South Africa's official unemployment numbers as announced by the national statistics agency this week, although alarming, still paint a rosier picture than the reality many people experience, labour union Solidarity said on Thursday. Picture: Phill Magakoe

JOHANNESBURG - South Africa's official unemployment numbers as announced by the national statistics agency this week, although alarming, still paint a rosier picture than the reality many people experience, labour union Solidarity said on Thursday.

The jobless rate rose to 29 percent of the labour force in the second quarter of 2019 from 27.6 percent in the first three months of the year, the highest since a quarterly labour force survey was introduced in 2008, Statistics South Africa said on Tuesday.

But unemployment was even higher at 38.5 percent when using the expanded definition which includes people discouraged from actively looking for work.

On Thursday, Morné Malan, a senior researcher at the Solidarity Research Institute, said although the use of the narrow definition of unemployment was common practice around the world and recommended by the International Labour Organisation, this measurement was inaccurate for South Africa's labour force.

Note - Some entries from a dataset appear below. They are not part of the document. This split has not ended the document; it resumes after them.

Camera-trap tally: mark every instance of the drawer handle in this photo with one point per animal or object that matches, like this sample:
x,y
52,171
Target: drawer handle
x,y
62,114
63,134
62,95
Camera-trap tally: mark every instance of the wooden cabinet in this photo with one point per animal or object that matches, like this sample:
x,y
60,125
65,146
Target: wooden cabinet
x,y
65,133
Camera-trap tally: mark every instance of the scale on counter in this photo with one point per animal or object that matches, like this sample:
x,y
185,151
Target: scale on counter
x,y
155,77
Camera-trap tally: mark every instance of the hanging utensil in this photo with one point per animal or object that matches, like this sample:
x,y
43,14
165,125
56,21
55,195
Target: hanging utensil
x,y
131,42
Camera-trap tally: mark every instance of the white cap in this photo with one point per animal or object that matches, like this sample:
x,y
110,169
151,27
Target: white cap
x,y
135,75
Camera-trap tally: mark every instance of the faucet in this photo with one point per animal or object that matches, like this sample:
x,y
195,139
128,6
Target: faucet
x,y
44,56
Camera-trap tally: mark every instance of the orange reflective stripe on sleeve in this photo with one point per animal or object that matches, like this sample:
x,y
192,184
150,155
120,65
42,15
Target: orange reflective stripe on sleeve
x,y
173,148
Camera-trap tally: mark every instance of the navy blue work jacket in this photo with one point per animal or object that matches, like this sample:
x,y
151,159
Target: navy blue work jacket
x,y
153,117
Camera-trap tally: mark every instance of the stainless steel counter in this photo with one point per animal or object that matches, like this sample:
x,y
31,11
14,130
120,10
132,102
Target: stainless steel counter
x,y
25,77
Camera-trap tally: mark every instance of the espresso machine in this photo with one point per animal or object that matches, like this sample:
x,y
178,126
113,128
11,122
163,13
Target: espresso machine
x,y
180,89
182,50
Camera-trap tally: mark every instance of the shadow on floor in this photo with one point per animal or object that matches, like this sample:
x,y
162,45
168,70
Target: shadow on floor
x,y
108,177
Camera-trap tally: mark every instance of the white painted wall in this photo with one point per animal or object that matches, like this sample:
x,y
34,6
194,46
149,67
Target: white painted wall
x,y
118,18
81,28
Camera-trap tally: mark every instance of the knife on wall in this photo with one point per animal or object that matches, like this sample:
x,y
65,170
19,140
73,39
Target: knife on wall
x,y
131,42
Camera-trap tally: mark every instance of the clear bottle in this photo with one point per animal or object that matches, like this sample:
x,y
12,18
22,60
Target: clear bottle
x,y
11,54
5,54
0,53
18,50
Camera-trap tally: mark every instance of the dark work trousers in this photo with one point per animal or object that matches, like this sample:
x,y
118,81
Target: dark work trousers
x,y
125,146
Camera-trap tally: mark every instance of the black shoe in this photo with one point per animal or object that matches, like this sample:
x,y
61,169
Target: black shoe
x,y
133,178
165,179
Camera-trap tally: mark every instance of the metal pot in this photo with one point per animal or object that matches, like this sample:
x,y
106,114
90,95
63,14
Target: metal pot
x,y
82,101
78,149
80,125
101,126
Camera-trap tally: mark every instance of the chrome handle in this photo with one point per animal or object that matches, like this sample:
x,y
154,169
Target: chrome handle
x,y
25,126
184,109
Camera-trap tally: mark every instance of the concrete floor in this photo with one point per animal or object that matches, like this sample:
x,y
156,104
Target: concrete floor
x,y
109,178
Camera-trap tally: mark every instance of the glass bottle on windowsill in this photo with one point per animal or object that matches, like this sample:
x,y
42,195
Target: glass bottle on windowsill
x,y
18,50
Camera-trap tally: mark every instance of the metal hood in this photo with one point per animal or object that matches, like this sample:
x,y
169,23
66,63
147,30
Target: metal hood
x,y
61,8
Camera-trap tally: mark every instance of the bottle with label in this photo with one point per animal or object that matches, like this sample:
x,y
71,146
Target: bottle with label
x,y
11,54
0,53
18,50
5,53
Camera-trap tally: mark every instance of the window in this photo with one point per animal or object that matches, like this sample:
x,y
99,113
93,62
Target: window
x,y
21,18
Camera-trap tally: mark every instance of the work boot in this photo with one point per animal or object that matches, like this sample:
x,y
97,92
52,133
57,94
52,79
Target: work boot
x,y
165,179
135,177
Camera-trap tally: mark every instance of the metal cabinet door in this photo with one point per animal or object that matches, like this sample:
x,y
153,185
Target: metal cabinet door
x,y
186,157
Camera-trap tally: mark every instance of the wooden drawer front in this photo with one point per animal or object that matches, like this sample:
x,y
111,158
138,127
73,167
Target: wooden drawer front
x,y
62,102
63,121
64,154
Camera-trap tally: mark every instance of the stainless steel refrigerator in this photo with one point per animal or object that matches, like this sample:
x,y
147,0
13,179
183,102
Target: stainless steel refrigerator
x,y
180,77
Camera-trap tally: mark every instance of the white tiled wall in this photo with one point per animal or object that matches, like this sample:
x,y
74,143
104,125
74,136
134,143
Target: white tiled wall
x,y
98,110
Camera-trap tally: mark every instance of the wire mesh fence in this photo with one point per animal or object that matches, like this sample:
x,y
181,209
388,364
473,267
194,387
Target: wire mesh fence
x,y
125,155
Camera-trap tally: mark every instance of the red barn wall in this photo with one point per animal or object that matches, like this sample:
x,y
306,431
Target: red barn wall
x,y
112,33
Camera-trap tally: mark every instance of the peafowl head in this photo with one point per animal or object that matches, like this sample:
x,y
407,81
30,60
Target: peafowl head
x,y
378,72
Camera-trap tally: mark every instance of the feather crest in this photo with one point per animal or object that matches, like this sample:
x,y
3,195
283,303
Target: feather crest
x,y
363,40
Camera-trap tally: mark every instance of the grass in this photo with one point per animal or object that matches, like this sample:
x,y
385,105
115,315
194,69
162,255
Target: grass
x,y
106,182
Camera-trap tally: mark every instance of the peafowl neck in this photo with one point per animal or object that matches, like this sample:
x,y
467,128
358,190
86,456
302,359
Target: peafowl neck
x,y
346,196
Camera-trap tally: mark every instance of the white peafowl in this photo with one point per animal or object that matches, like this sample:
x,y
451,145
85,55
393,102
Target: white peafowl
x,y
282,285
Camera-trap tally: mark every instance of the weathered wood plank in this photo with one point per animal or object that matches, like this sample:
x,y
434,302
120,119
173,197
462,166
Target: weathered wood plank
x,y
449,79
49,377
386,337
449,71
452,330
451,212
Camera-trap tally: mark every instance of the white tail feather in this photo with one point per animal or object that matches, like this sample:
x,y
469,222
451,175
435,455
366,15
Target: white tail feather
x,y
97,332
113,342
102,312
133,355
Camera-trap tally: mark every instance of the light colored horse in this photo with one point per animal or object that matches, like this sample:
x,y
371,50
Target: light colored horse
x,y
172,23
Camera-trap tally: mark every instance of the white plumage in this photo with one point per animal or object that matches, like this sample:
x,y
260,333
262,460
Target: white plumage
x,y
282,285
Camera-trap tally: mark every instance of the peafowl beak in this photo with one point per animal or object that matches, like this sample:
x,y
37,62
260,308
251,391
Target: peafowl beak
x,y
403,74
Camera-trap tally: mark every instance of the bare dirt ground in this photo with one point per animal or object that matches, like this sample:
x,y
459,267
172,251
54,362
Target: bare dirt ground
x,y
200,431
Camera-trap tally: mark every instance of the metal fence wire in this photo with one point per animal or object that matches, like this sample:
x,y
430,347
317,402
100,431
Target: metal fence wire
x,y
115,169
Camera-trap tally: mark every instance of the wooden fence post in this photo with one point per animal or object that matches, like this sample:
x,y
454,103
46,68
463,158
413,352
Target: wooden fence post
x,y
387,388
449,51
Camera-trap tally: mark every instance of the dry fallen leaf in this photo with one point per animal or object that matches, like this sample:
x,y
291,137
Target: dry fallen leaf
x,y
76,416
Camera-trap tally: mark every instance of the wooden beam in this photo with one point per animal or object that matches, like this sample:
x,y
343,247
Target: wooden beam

"South Africa has an exceptionally large gap between the narrow definition of the unemployment rate and the expanded definition (and) we have a particularly low labour absorption rate (42.4 percent)," Malan said.

"A 2013 study at the University of KwaZulu-Natal indicates that so-called discouraged jobseekers, who are not counted as unemployed in the official rate, are in no way less likely to be employed than so-called active jobseekers," he added.

Solidarity said a 38.5 percent unemployment rate demanded even greater action from government to tackle the challenges of structural unemployment.

"The government is causing the problem with counter-productive policies such as minimum wage, strict labour legislation, intensified enforcement of black economic empowerment, and many more," Malan said.

"The only solution to the problem is for government to eliminate these barriers to doing business in South Africa. Otherwise, I fear that unemployment, which is accompanied by countless other social and economic issues, will never be resolved."